Raj: If you’re going to compare humans to animals, then why not live like them? Walk naked, abandon your home, and survive in the jungle. There, you’ll find no police, no courts, no justice, no science, no art, no equality, no culture in the wild. Humans are civilized, and that makes us superior to other animals. Our developed brains have taken us to the moon and beyond, exploring the mysteries of outer space. Instead of justifying primal instincts, we should strive to elevate human consciousness and teach the values of culture and civility. Civilization is not a cage—it’s the crowning achievement of our species.
Rohan: And therein lies the irony. You speak of elevation, yet suppress what is most natural. In the name of culture, however, you’ve suppressed the natural desires of humanity. A place where it is normal to piss in public but not to kiss in public. This repression has led to obsessions, neuroses, and even schizophrenia. This suppression hasn’t created saints, pops, and imams; it has bred obsession, repression, and mental anguish."ये इंसान के दुश्मन समाजों की दुनिया।"
Culture itself has become the culprit, distorting and fragmenting humanity. As Freud aptly said, “The more perfect a person is on the outside, the more demons they have on the inside.” Humans are not superior to nature; we are a part of it, just as animals are. Our ego might convince us otherwise, but as Shakespeare wrote, “Uneasy lies the head that wears a crown.” True harmony doesn’t come from denial but from integration. “Look deep into nature, and then you will understand everything better.”-Albert Einstein.
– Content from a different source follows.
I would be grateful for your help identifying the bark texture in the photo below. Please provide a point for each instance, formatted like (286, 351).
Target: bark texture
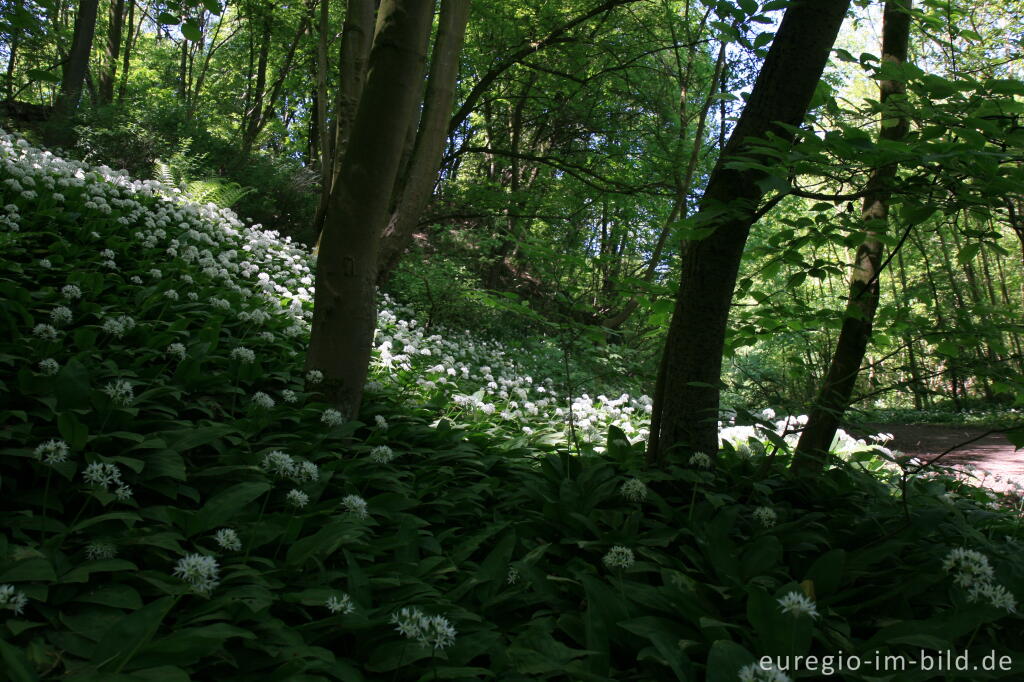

The jungle, with its chaos, is honest. Your civilization, with its polished facade, hides the most dangerous predator of all—man. Animals don’t build weapons, wage world wars, Pollute the environment, Global warming, or fracture the world along lines of caste, religion, race, or nationality. It is humanity’s inflated sense of superiority that has led to these divisions and destruction.
The moon, split between shadow and light,
Doesn’t choose—yet shines so bright.
In love’s paradox, the truth may hide,
Neither logic nor heart, but both, collide.
Is love the triumph of reason or the surrender to chaos? And in choosing, do we lose a part of ourselves? And when you’re caught between logic and emotion, where do you find your balance?